If you already know what is an Object Storage, you will probably find more information on each cloud provider documentation. But what if you don’t know at all. I’m writing this blog post because a friend without cloud knowledge was trying to understand what is Object Storage.
He is an Oracle DBA and came to this page about Oracle Cloud Object Storage:
Overview of Object Storage
Oracle Cloud Infrastructure offers two distinct storage class tiers to address the need for both performant, frequently accessed “hot” storage, and less frequently accessed “cold” storage. Storage tiers help you maximize performance where appropriate and minimize costs where possible.
Use Object Storage for data to which you need fast, immediate, and frequent access. Data accessibility and performance justifies a higher price to store data in the Object Storage tier.
And you know what a DBA thinks where he reads “performant, frequently accessed hot storage”, and “fast, immediate, and frequent access”? This is for a database. In the whole page, there are some use case described. But no mention of “read” and “write”. No mention of “random” or “sequential” access. Nothing that explicitly tells you that the Object Store is not where you want to put your database datafiles. It mentions some use-cases that seem very related with databases (Big Data Support, Backup, Repository, Large Datasets,…) and it mentions features that are very related to databases (consistency, durability, metadata, encryption).
Basically, if you already know what it is, you have a nice description. But if you are new to the cloud and try to match this service with something you know, then you are completely misled. Especially if you didn’t read about Block Storage before.
Are all cloud providers doing the same mistake? Here is AWS definition:
Cloud object storage makes it possible to store practically limitless amounts of data in its native format
The Amazon Simple Storage Service (Amazon S3) has also no mention of read/write workloads and random/sequential access. The features are Durability, Availability, & Scalability. Nothing is telling you that it is not designed for database files.
Google Cloud may be more clear:
Object storage for companies of all sizes. Store any amount of data. Retrieve it as often as you’d like. Good for “hot” data that’s accessed frequently, including websites, streaming videos, and mobile apps.
The “Store” and “Retreive as often” gives the idea of write once and read many, as a whole. This is not for databases. But again “accessed frequently” should mention “read” workload.

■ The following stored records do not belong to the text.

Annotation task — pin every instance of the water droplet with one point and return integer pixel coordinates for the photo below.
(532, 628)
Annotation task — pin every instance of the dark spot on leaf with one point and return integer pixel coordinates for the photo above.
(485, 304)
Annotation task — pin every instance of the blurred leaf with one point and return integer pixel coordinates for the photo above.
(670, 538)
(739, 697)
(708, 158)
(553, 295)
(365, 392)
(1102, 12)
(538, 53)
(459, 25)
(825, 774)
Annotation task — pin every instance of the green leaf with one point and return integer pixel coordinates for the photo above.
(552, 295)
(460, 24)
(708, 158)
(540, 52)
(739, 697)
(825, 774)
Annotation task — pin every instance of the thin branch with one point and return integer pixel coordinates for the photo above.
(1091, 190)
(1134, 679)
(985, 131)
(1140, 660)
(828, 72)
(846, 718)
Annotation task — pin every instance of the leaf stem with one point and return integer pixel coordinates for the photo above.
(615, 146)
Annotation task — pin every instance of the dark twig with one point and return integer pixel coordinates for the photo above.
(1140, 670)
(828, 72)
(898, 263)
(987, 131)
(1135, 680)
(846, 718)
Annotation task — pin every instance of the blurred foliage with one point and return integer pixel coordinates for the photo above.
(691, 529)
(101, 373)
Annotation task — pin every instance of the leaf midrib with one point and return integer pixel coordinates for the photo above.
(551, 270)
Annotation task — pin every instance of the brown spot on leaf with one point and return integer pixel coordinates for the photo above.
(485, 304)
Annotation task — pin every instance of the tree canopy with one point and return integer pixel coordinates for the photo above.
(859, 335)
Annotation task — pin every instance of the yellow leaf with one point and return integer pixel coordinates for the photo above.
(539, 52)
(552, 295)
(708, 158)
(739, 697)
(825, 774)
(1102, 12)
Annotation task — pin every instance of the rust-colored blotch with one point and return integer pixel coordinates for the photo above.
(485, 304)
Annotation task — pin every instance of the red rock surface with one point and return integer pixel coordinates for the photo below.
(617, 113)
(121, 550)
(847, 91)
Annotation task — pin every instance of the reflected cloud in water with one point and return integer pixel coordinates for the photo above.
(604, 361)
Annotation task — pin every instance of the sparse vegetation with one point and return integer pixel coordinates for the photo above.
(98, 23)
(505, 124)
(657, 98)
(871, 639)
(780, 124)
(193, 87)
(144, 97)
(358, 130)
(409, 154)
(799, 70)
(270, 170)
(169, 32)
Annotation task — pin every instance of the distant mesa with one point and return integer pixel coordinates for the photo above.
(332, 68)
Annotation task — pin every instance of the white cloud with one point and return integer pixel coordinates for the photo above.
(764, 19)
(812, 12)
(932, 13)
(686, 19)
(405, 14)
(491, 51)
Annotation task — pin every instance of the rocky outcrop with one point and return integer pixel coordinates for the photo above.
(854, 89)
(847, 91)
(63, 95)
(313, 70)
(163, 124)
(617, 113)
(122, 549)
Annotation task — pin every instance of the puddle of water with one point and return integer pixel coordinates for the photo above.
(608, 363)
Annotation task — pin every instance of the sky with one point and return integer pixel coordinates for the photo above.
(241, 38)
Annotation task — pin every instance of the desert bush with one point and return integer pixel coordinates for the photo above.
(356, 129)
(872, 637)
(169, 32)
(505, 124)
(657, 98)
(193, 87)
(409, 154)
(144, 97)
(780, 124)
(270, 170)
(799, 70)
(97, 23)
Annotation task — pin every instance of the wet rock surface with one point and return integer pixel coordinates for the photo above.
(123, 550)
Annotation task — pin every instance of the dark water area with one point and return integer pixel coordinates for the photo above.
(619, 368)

Microsoft is known to listen and talk to their users. Look at Azure name and definition for this:
Blob storage: Massively scalable and secure object storage for cloud-native workloads, archives, data lakes, high-performance computing, and machine learning
Yes, that rings a bell or two for a database person. BLOB is exactly what we use in databases to store what a cloud practitioner stores in an Object Storage. Here is the “O” for “Object”, the same as in “Binary Large Object”. You do not store database files in an Object Storage. Databases need block volumes and you have block storage services. You don’t store a hierarchy of folders and files in an Object Storage. File servers need protocols providing shared access and a structure of filesystem trees. You store everything else in an Object Storage. Think of it like writing to tape but reading like if the tape was transformed to SSD. In this store you put files and can get them efficiently. I’m talking about “store”, “put” and “get” like in a document database. But documents can be terabytes. And you can read those files with a database, as if it were a BLOB, like Oracle Autonomous Datawarehouse reading ORC, Parquet, or Avro. Or Amazon Athena running SQL queries on S3 files.
I hope what is an Object Storage is more clear for you, especially if you are in databases. And also remember that what is easy to google for you may be impossible to find for someone else. You need concepts and Cloud Practitioner certifications are really good for that.